Faculty Spotlight: Dr. Sue Jolly-Smith recalls her time at MUW as a student, says students should welcome unexpected opportunities

Daysha Humphrey

Dr. Sue Jolly-Smith

Senior Writer

Dr. Sue Jolly-Smith, dean of the College of Education and Human Sciences, is an alumna and faculty member here at MUW. She received both her bachelor’s and master’s degree in home economics education from MUW, and her doctoral degree in educational leadership from Mississippi State University. Dr. Jolly-Smith is originally from West Point, Miss., and has been at MUW for 10 years.

Q: What made you decide to become a faculty member here at the W?

 A: “I loved my own experiences as a student here. I prefer the small campus atmosphere and the opportunity to get to know the students. Also, I wanted to give back to a campus that had meant so much in my own professional growth.”

Q: When did you come to the W?

A: “I came to MUW as chair of the Education Department and director of Field Experience in 2005.”

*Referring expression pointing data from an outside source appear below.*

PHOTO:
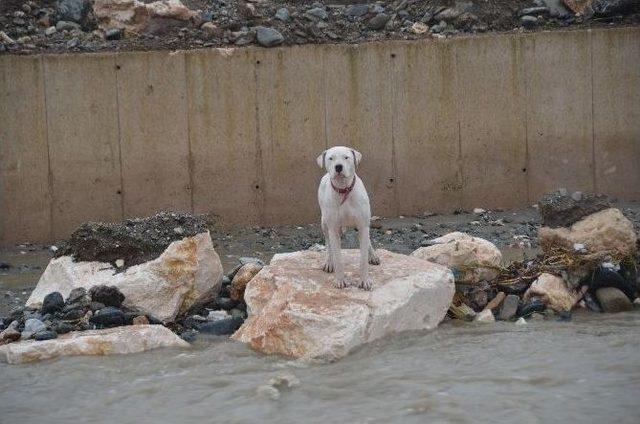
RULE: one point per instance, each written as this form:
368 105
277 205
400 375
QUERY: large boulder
472 259
129 339
294 309
139 17
553 292
185 273
605 233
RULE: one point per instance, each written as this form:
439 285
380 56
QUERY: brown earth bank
56 26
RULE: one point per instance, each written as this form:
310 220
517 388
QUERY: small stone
140 320
67 26
419 28
356 10
109 296
53 302
268 37
211 29
45 335
613 300
5 38
485 317
534 10
62 327
509 307
32 326
79 294
378 22
283 14
221 327
529 21
113 34
108 317
318 12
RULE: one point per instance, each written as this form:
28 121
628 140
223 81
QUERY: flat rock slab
294 309
119 340
186 272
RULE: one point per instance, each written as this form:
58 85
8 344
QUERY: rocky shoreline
101 25
588 260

Q: Why were you interested in becoming a professor in education?

A: “All my life I wanted to be a teacher. As I moved forward in my career, becoming a professor of education became a way for me to work with future educators to share what I had learned about teaching.”

Q: As dean of the College of Education and Human Sciences, what makes your job interesting other than being a regular professor?

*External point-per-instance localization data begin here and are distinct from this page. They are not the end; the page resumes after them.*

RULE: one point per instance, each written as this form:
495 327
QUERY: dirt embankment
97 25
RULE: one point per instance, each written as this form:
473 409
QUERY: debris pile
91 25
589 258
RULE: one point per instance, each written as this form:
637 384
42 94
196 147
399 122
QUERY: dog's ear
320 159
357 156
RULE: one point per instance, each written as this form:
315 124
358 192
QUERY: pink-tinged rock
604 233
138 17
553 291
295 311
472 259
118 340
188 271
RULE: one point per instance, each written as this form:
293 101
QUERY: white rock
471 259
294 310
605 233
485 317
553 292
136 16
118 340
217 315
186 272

A: “No day is the same. I love being an advocate for our college and university as well as for the students and faculty. The aspect that I enjoy most about the dean’s role is that sometimes I am in a position to support and enable others to fulfill their visions and goals.”

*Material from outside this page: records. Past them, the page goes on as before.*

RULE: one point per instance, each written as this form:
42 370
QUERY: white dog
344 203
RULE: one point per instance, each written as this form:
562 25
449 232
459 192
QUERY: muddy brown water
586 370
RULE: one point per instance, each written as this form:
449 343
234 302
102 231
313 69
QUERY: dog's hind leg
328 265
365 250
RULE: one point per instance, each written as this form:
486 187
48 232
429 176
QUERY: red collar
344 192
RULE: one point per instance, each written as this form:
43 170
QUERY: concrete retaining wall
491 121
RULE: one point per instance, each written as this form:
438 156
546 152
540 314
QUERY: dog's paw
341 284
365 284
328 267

Q: As an education professor, explain what makes individuals good school leaders.

A: “The best school leaders are usually those who were the best teachers first.  Being a successful school leader requires real dedication, working very long hours, and making very difficult decisions. Those who have been good teachers first truly understand what it is like in the classroom. Successful school leaders must have their priorities focused on the right goals. School leaders must care about the success of the individual students and teachers.”

Q: What kind of influence has the students and MUW had on your life?

A: “The students are why I value working at the “W.”  Today’s students juggle so many responsibilities and challenges in their lives, and I have such respect for those who are working hard to attain their goals. Their influence challenges me.”